Fig. 7 shows a block diagram of an electronic device in accordance with an embodiment of the disclosure. Referring to fig. 7, the electronic device 1900 may be provided as a server or a terminal device. Referring to fig. 7, electronic device 1900 includes a processing component 1922 further including one or more processors and memory resources, represented by memory 1932, for storing instructions, e.g., applications, executable by processing component 1922. The application programs stored in memory 1932 may include one or more modules that each correspond to a set of instructions. Further, the processing component 1922 is configured to execute instructions to perform the above-described method.

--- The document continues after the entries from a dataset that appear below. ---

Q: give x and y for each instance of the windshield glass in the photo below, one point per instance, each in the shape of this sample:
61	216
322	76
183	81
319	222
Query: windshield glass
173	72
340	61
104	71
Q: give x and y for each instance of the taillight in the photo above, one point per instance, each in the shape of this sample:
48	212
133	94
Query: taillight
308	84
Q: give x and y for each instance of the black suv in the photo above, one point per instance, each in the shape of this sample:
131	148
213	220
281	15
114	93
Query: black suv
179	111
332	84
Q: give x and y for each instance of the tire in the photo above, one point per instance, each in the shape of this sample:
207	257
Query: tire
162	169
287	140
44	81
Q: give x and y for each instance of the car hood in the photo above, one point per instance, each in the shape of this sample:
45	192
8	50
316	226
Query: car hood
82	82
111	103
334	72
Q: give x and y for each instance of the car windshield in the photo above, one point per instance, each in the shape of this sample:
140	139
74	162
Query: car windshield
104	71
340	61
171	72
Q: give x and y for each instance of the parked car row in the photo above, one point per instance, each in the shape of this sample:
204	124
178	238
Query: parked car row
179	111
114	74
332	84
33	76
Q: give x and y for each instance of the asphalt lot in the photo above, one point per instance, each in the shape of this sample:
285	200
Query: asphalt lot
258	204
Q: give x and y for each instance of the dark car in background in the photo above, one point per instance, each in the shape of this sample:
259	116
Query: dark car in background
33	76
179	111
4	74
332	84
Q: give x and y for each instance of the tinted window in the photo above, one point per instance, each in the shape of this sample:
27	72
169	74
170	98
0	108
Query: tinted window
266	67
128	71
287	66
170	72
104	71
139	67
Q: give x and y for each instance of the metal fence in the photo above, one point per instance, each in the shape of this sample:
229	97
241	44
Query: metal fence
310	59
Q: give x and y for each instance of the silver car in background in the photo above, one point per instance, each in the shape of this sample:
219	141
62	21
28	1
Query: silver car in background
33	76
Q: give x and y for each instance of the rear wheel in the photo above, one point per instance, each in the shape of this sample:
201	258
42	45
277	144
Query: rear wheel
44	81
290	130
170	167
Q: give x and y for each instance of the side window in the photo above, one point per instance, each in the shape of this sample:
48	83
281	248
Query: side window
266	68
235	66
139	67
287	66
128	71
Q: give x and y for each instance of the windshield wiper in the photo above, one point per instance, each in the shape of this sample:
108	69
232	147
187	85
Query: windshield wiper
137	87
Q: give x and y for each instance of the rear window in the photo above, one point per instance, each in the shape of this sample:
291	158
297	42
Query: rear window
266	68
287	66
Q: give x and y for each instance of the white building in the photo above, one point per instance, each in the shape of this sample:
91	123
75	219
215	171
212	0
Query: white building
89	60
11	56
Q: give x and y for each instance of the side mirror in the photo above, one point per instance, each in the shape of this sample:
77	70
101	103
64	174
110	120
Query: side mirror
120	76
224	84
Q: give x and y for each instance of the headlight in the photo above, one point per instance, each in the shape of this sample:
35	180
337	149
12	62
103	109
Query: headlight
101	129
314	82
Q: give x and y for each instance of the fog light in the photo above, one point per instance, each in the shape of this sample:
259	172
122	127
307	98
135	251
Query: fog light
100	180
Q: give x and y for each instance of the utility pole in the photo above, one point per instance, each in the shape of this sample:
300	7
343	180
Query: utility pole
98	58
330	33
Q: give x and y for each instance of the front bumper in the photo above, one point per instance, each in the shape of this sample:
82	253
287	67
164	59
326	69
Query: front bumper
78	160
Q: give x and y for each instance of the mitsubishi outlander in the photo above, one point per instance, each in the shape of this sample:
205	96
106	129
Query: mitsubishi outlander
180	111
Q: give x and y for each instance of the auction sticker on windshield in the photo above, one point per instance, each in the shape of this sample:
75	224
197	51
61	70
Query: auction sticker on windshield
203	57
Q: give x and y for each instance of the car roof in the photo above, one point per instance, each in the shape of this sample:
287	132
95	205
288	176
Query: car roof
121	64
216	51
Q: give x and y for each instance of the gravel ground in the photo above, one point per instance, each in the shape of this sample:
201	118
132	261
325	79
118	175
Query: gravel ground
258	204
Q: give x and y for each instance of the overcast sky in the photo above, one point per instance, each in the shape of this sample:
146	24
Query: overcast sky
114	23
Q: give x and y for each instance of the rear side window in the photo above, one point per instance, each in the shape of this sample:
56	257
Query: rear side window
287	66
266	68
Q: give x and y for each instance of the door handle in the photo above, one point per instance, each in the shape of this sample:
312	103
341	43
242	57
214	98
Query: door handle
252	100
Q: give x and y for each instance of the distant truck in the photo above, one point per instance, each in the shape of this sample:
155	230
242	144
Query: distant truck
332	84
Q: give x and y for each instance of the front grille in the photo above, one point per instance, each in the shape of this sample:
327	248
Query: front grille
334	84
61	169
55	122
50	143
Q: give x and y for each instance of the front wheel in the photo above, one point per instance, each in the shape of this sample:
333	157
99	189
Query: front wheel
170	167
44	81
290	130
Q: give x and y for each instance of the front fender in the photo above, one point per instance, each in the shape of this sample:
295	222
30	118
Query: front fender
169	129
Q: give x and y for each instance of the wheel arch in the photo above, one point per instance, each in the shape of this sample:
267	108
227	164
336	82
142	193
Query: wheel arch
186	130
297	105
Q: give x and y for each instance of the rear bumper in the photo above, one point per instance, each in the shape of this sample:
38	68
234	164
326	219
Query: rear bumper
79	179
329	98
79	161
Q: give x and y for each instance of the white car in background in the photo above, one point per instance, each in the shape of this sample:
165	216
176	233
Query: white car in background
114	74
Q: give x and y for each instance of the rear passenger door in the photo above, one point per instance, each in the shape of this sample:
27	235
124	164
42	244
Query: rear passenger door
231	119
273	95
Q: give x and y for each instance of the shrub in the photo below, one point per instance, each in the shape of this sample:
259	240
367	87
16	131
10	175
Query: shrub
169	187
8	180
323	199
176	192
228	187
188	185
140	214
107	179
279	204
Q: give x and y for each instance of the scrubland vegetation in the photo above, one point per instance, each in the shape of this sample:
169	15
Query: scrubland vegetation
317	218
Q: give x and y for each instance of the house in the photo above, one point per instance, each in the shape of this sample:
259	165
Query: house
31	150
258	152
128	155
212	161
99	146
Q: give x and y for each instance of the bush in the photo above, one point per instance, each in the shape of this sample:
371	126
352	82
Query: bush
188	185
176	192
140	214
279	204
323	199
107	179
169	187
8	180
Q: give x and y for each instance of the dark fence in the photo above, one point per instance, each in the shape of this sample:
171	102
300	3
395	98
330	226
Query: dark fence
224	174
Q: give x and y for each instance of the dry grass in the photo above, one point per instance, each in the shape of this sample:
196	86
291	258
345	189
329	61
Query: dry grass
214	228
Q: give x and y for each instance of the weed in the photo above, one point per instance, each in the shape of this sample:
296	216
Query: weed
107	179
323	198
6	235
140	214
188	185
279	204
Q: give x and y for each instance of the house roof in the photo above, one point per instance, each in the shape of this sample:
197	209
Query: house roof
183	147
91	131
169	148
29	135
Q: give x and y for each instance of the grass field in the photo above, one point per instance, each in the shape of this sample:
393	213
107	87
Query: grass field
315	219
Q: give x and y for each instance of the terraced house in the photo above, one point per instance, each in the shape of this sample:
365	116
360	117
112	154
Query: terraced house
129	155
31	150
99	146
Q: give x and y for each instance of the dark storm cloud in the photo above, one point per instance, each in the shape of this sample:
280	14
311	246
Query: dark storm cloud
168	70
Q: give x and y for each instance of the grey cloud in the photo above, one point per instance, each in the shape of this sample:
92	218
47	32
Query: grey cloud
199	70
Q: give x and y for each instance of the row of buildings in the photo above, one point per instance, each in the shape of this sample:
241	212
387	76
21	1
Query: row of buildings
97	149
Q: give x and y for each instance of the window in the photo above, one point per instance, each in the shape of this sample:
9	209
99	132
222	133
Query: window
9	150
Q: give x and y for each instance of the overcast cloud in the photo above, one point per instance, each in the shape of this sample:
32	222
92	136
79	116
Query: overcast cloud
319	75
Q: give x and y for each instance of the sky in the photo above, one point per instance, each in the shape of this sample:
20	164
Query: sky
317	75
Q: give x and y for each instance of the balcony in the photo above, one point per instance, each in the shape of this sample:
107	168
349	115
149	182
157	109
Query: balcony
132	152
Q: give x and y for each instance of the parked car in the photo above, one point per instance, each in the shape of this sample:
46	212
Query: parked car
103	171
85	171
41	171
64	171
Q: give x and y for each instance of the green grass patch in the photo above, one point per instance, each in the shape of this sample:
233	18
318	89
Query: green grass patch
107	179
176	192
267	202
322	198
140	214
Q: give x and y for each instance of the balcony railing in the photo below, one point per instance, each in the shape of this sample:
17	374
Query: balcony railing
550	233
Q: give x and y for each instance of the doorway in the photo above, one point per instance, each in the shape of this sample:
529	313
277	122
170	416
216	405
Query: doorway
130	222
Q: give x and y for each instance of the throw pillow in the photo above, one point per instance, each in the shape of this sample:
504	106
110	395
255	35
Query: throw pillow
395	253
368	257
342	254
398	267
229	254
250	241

The electronic device 1900 may also include a power component 1926 configured to perform power management of the electronic device 1900, a wired or wireless network interface 1950 configured to connect the electronic device 1900 to a network, and an input/output (I/O) interface 1958. The electronic device 1900 may operate based on an operating system, such as the Microsoft Server operating system (Windows Server), stored in the memory 1932TM) Apple Inc. of a graphical user interface based operating system (Mac OS X)TM) Multi-user, multi-process computer operating system (Unix)TM) Free and open native code Unix-like operating System (Linux)TM) Open native code Unix-like operating System (FreeBSD)TM) Or the like.
In an exemplary embodiment, a non-transitory computer readable storage medium, such as the memory 1932, is also provided that includes computer program instructions executable by the processing component 1922 of the electronic device 1900 to perform the above-described methods.

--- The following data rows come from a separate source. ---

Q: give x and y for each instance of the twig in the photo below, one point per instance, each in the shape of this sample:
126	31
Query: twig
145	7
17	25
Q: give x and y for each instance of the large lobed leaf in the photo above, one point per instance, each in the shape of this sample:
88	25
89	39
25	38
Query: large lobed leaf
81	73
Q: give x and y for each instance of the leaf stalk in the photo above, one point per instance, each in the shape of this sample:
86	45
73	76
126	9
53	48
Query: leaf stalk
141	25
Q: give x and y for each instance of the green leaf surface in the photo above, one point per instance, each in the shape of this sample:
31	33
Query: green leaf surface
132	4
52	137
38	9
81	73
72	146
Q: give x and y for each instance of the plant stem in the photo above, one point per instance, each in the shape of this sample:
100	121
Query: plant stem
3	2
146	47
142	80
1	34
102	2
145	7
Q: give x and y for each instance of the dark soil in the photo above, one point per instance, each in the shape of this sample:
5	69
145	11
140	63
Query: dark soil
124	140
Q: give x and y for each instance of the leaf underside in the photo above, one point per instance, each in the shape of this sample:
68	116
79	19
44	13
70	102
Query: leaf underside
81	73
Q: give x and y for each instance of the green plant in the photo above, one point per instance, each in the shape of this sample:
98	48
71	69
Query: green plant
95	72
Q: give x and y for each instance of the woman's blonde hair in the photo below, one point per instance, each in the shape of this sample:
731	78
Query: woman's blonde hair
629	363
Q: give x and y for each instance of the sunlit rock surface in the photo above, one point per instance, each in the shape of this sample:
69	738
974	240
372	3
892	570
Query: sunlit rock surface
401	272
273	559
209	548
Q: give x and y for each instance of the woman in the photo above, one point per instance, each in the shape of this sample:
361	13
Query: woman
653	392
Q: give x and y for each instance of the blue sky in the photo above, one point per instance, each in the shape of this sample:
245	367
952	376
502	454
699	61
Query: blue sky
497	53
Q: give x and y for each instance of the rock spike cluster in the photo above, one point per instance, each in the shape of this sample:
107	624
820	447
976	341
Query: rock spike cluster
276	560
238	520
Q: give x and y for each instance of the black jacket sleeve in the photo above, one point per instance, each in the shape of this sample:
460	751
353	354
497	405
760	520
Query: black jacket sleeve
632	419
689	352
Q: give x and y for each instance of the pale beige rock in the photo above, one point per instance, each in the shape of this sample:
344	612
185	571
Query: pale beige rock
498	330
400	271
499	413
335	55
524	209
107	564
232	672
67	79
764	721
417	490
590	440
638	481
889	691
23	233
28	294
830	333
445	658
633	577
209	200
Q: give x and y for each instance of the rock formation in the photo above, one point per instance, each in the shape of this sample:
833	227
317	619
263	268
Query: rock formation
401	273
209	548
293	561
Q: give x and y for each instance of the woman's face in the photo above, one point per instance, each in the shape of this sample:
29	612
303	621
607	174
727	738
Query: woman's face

The present disclosure may be systems, methods, and/or computer program products. The computer program product may include a computer-readable storage medium having computer-readable program instructions embodied thereon for causing a processor to implement various aspects of the present disclosure.

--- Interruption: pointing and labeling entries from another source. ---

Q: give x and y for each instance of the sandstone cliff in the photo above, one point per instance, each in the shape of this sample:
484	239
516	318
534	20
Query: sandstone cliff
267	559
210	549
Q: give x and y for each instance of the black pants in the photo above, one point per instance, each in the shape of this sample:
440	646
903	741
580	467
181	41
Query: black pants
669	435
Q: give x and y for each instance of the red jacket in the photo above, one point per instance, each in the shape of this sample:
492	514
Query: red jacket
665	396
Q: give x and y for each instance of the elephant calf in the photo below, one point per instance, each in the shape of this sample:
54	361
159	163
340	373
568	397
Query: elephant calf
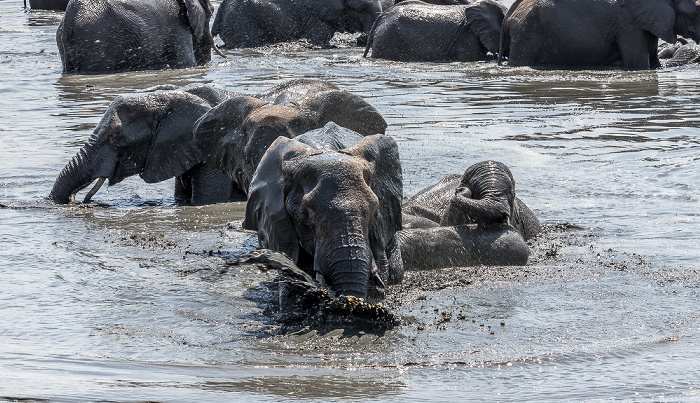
467	220
418	31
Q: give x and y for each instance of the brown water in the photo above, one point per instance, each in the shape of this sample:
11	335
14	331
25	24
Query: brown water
106	303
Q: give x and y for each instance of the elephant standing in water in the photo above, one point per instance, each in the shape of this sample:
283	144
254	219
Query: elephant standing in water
331	200
98	36
467	220
153	136
579	33
252	23
418	31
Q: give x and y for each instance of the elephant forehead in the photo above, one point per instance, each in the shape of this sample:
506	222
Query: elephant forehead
277	116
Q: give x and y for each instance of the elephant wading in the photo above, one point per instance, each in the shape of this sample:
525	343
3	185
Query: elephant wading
579	33
151	136
252	23
418	31
466	220
331	200
97	36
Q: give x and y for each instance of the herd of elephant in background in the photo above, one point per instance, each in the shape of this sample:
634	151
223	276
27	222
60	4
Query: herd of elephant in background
322	181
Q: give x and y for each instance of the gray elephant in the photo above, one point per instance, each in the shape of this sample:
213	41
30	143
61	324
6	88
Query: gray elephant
56	5
98	36
331	200
467	220
576	33
252	23
418	31
150	135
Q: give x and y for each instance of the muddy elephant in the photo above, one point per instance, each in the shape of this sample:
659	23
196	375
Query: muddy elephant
331	200
418	31
55	5
150	135
99	36
252	23
576	33
467	220
235	134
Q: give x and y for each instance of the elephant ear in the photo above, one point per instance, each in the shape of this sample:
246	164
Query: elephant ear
172	150
341	107
485	18
387	184
198	14
656	17
219	134
266	212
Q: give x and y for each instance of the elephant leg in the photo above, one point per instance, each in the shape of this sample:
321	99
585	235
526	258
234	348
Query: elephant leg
461	246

The computer readable storage medium may be a tangible device that can hold and store the instructions for use by the instruction execution device. The computer readable storage medium may be, for example, but is not limited to, an electronic memory device, a magnetic memory device, an optical memory device, an electromagnetic memory device, a semiconductor memory device, or any suitable combination of the foregoing. More specific examples (a non-exhaustive list) of the computer readable storage medium would include the following: a portable computer diskette, a hard disk, a Random Access Memory (RAM), a read-only memory (ROM), an erasable programmable read-only memory (EPROM or flash memory), a Static Random Access Memory (SRAM), a portable compact disc read-only memory (CD-ROM), a Digital Versatile Disc (DVD), a memory stick, a floppy disk, a mechanical encoding device, such as punch cards or in-groove raised structures having instructions stored thereon, and any suitable combination of the foregoing. Computer-readable storage media as used herein is not to be construed as transitory signals per se, such as radio waves or other freely propagating electromagnetic waves, electromagnetic waves propagating through a waveguide or other transmission medium (e.g., optical pulses through a fiber optic cable), or electrical signals transmitted through electrical wires.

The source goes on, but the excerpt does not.